In my second look at relevant life policies, I look at the benefits of RLPs and who they might be suitable for

Last week I introduced a review of the benefits that a relevant life policy can deliver to both employer and the “covered” employee or director.

The tax-efficiency of an RLP is undeniable and I will look at this in more detail below. The “qualifying” rules are quite simple.

The key relevant conditions to be met for a policy to be an RLP within the single life category are:

  • Under the terms of the policy, a capital sum is payable or arises on the death in any circumstances of the insured person under the age of 75
  • The policy does not have and is not capable of acquiring a surrender value
  • No sums or other benefits may be paid under the policy except those prescribed and
  • Any sums payable or other benefits arising under the policy must be paid to or for, or conferred on, or applied at the direction of:

a: an individual or charity beneficially entitled to them or
b: a trustee or other person acting in a fiduciary capacity who will secure that the sums or other benefits are paid to or for or conferred on or applied in favour of an individual or charity beneficially.

Section 393B(4)(c) ITEPA 2003 provides that apart from a death benefit, other benefits that can be provided under an RLP are an ill-health or disablement benefit for an employee during employment and a death by accident benefit, also during employment.

There is an additional and potentially very important condition in section 482 ITTOIA 2005 to consider which states that a tax-avoidance purpose must not be the main purpose or one of the main purposes for the policyholder (the employer) or any person beneficially entitled under the policy. The extent to which this provision will or could be applied has yet to be determined but it is important to keep it in mind.

The benefits of an RLP are impressive.

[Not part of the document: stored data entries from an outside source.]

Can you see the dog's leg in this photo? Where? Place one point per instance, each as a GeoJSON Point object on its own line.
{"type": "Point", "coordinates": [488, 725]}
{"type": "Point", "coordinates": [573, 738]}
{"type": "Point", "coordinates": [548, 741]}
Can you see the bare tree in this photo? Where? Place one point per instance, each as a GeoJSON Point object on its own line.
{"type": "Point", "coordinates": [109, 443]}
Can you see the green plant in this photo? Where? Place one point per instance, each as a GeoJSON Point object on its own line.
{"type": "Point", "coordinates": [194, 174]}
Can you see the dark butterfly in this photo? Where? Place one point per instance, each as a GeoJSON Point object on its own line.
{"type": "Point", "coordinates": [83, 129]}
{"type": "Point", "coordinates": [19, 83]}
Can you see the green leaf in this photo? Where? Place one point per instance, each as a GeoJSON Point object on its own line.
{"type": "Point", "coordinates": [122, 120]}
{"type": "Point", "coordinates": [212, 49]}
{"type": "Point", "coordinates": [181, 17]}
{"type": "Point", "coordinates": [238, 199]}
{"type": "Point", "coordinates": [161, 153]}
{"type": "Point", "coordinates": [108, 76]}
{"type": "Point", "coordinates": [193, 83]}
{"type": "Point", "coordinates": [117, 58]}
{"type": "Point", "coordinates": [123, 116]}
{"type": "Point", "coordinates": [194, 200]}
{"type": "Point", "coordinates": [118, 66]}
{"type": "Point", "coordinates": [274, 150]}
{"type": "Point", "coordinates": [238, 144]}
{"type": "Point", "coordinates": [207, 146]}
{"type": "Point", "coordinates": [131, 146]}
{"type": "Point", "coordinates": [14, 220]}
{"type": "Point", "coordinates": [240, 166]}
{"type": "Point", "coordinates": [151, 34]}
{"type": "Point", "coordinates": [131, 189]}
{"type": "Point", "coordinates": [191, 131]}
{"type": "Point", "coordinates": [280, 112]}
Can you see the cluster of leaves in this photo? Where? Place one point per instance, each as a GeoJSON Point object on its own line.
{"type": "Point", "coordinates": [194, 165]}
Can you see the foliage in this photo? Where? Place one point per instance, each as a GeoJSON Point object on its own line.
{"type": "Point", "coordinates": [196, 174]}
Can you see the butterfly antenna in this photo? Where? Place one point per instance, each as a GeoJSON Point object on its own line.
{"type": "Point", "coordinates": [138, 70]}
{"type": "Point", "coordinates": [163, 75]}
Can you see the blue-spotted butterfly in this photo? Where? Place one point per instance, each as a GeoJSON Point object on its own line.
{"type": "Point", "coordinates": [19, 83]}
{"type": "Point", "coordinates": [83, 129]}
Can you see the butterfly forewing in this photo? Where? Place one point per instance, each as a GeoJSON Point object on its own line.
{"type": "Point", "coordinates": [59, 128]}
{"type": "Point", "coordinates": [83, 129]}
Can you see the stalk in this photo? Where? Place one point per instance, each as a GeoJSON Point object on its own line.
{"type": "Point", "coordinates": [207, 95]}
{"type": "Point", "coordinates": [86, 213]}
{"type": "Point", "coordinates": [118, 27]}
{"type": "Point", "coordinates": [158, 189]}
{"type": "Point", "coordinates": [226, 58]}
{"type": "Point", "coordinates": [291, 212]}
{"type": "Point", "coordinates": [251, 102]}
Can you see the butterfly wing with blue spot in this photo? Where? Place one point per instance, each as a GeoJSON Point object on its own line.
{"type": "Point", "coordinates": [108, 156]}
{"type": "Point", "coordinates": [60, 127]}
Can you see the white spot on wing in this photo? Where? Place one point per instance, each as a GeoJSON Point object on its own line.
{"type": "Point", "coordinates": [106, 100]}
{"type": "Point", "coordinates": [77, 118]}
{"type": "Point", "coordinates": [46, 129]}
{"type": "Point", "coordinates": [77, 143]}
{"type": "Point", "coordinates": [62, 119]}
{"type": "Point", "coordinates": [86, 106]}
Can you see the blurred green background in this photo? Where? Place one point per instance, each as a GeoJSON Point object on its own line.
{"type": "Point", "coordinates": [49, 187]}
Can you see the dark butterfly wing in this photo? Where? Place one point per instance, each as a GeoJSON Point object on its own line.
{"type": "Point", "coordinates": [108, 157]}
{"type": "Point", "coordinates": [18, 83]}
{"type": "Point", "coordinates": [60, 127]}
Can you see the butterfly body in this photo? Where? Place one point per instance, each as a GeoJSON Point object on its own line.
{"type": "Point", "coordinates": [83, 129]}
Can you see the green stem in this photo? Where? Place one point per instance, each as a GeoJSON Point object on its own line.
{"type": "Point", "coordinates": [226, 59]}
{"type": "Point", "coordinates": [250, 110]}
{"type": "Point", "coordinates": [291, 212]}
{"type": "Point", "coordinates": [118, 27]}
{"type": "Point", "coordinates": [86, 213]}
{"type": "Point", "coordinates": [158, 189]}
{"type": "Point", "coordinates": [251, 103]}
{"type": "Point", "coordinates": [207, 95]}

Just consider the following:

  • The death benefit will not form part of the employee’s pension lifetime allowance
  • Premiums paid by the employer will generally be treated as a business expense for tax purposes.
  • Premiums paid by the employer are not treated as a bene-fit in kind for the member (life insured)
  • The premiums paid also do not form part of the employee’s annual allowance, that is, the amount that can be contributed by or on behalf of an individual to any registered pension scheme with the benefit of tax relief.
  • Premiums are not assessable on the employer or employee for National Insurance contributions purposes
  • The benefits arise free of income tax
  • While the death benefit is payable through a discret-ionary trust generally it will be paid free of inheritance tax and will not form part of the employee’s estate for inherit-ance tax purposes.

So, given these conditions and the tax benefits of an RLP, who is it suitable for? An RLP is suitable for those employers who, perhaps because of the smaller size of their business, do not wish to set up group arrangements for all their employees or wish to provide additional benefits to individual employees. And, subject to the arrangement not being seen as having a tax-avoidance motive, also for officers of the company, including directors.

Self-evidently, an RLP will not be suitable if the life to be insured is not an employee. This means that an RLP will not be permissible for a sole trader, partner or member of an LLP on their own life – no employer/employee relationship exists.

An RLP will also be unsuitable if it is intended to provide benefits beyond age 75 and/or beyond the period of employment. An intention to provide benefits other than just a death benefit and benefits on ill-health, disability and death by accident will also mean that an RLP is unsuitable.

If the policy does not satisfy the conditions for an RLP, it will be taxed as an employer-financed retirement benefits scheme. In practice, an RLP will be marketed and made available in “qualifying” format and so provided, as a matter of fact in any particular case, the relevant conditions are satisfied, there should be no question over the policy qualifying for RLP status. Providers offering the contract would also provide a suitable draft trust.